After 5, it checks if the other fields are a time field. If they are not, they are not used.
If more than 2 times are found an error is raised.
If 1 time is found it is supposed that it is the final time, not the delay.
If 0 times are found the player is not used and it is printed

The presence of these fields is automatically checked in process_legend(). They have to be in this order.
If they are not, an error is raised.
Other possible problems:
1. temps and retard should be formatted in a way parsable by parse_time()
2. Also the other fields should be formatted in the same way as Lausanne Marathon

### Parsing of category/sex/length
We are not interested in the specific category of the race. It will be deduced by the year

We are strongly interested in:
1. Sex
2. Length of the race

These informations are not easily parsable.

TO BE VERIFIED

It seems that *sex* is always included in some way in category: here are the words in the second part of the category string that contains the sex.

Don't parse if it ends with 'W', it can be a walking and it makes confusion.

In [81]:
men_category=['Hommes','Herren','Boys','Hom','Gar']
men_category_starting_ending_word=['H','M']
women_category=['Femmes','Damen','Girls','Dam','Fam','Fille']
women_category_starting_ending_word=['D','F']
women_category_only_starting_word=['W']

In [82]:
def number_or_majuscule(letter):
    return (letter.isdigit() or letter.isupper())

### Fields parsing
The fields are parsed in process_fields.

In [83]:
def process_category(category):  
    split=category.split('-')
    if len(split)==2:
        first,second=split
    elif len(split)==1:
        second=split[0]
        first=False
    else: 
        print(category)
        raise('Category not expected')
    # Category retrieval
    try:
        float(first)
    except:
        first=False
    
    # Sex retrieval
    sex=False
    for word in men_category:
        if word in second:
            sex='M'
            break
    for word in men_category_starting_ending_word:
        if (second.startswith(word) and number_or_majuscule(second[len(word):])) or second.endswith(word):
            sex='M'
            break
    for word in women_category:
        if word in second:
            if sex=='M':
                print('Double sex detected:', category)
                sex=False
                return first,sex
#                 raise('Double sex detected')
            sex='F'
            break
    for word in women_category_starting_ending_word:
        if (second.startswith(word) and number_or_majuscule(second[len(word):])): 
            if sex=='M':
                print('Double sex detected:', category)
                sex=False
                return first,sex
#                 raise('Double sex detected')
            sex='F'
            break
    for word in women_category_only_starting_word:
        if second.startswith(word): 
            if sex=='M':
                print('Double sex detected:', category)
                sex=False
                return first,sex
#                 raise('Double sex detected')
            sex='F'
            break
    return first,sex

In [84]:
def process_fields(runner_splitted,pace):
    ''' @ paramethers
            runner_splitted is a list of fields.
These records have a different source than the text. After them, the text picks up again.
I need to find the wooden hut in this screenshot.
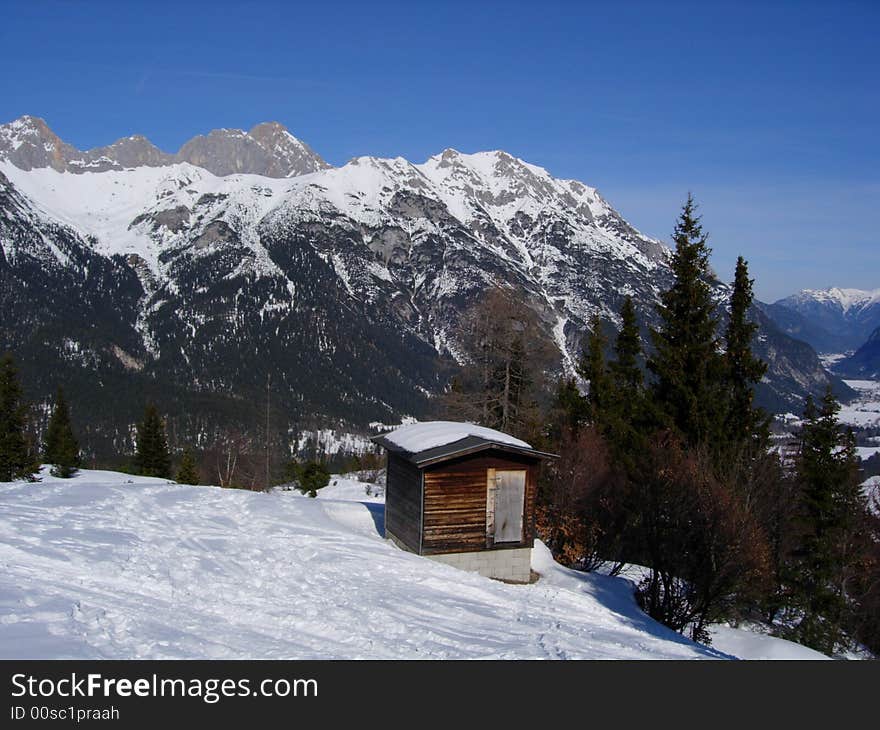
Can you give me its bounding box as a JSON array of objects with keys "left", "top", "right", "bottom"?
[{"left": 373, "top": 421, "right": 556, "bottom": 583}]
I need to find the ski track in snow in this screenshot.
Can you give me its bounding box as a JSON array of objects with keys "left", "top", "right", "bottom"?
[{"left": 0, "top": 471, "right": 726, "bottom": 659}]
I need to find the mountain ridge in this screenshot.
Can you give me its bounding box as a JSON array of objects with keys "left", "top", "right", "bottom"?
[
  {"left": 0, "top": 115, "right": 847, "bottom": 456},
  {"left": 764, "top": 287, "right": 880, "bottom": 354},
  {"left": 0, "top": 115, "right": 330, "bottom": 178}
]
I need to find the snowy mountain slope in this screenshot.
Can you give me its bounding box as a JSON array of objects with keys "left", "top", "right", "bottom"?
[
  {"left": 0, "top": 118, "right": 852, "bottom": 451},
  {"left": 834, "top": 327, "right": 880, "bottom": 380},
  {"left": 0, "top": 471, "right": 726, "bottom": 659},
  {"left": 0, "top": 116, "right": 329, "bottom": 177},
  {"left": 767, "top": 287, "right": 880, "bottom": 352}
]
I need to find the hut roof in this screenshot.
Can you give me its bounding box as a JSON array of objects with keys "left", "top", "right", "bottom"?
[{"left": 372, "top": 421, "right": 555, "bottom": 466}]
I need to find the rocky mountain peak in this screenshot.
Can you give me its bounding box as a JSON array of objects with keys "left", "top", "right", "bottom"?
[
  {"left": 0, "top": 116, "right": 330, "bottom": 178},
  {"left": 0, "top": 116, "right": 77, "bottom": 172}
]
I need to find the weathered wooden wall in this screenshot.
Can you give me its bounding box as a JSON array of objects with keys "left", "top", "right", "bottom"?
[
  {"left": 385, "top": 453, "right": 422, "bottom": 553},
  {"left": 422, "top": 451, "right": 538, "bottom": 554}
]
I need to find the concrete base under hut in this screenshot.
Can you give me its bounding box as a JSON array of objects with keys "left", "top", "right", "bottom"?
[{"left": 426, "top": 548, "right": 532, "bottom": 583}]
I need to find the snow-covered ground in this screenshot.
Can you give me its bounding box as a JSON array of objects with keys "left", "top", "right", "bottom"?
[
  {"left": 840, "top": 380, "right": 880, "bottom": 426},
  {"left": 0, "top": 470, "right": 824, "bottom": 659}
]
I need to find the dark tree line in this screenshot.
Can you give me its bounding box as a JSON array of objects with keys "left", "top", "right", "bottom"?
[{"left": 446, "top": 196, "right": 880, "bottom": 653}]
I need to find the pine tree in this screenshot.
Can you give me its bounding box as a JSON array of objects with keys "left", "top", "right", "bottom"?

It is created by the for loop in the Parsing section.
                It is not well formatted. Some fields can be merged together. Check hypothesis.
        @ returns
            the list of fields that will be directly imported in the database
    '''
    print(runner_splitted)
    fields_processed=[]
    # The first element is the category - process it
    fields_processed+=process_category(runner_splitted[0])
    print(runner_splitted)
    # Check if splitting second element
    try:
        splitted=runner_splitted[1].split('.')
    except:
        print(runner_splitted)
        raise()
    try:
        splitted[0]=int(splitted[0])
    except:
#         print('Bad rank')
        return ['Bad rank']
    
    if len(splitted)!=1 and splitted[1]!='': #rang and nom are merged
        splitted[1]=splitted[1].lstrip()
        splitted[1]='.'.join(splitted[1:])
        fields_processed+=splitted[:2]
        first_to_check=2
    else:
        fields_processed.append(splitted[0])
        fields_processed.append(runner_splitted[2])
        first_to_check=3
    
    if len(fields_processed)!=4:
        print('before')
        print(fields_processed,runner_splitted)
        raise()
        

    # Check if nom is merged with an-lieu
    try:
        parse_time(runner_splitted[first_to_check])
        splitted_name_an=fields_processed[-1].split(' ')
        added_year=False
        for i,word in enumerate(splitted_name_an):
            try:
                int(word)
                fields_processed[-1]=fields_processed[-1].split(word)[0]
                fields_processed.append(word)
                fields_processed.append(' '.join(splitted_name_an[i+1:]))
                added_year=True
                break
            except:
                if word=='??':
                    print('Added ?? as year:',runner_splitted)
                    fields_processed[-1]=fields_processed[-1].split(word)[0]
                    fields_processed.append(word)
                    fields_processed.append(' '.join(splitted_name_an[i+1:]))
                    added_year=True
                    break
        if not added_year:
            runner_splitted.append('---')
    except:        
        # Split the an-lieu element
        fields_processed+=runner_splitted[first_to_check].split(' ',1)
        first_to_check+=1
        if len(fields_processed)<6:
            try:
                parse_time(runner_splitted[first_to_check])
            except:
                del fields_processed[4:]
                fields_processed+=runner_splitted[first_to_check].split(' ',1)
                first_to_check+=1
        # Add if they are not present
        while len(fields_processed)<6:
            fields_processed.append('---')
            print('Added an-lieu:',fields_processed,runner_splitted)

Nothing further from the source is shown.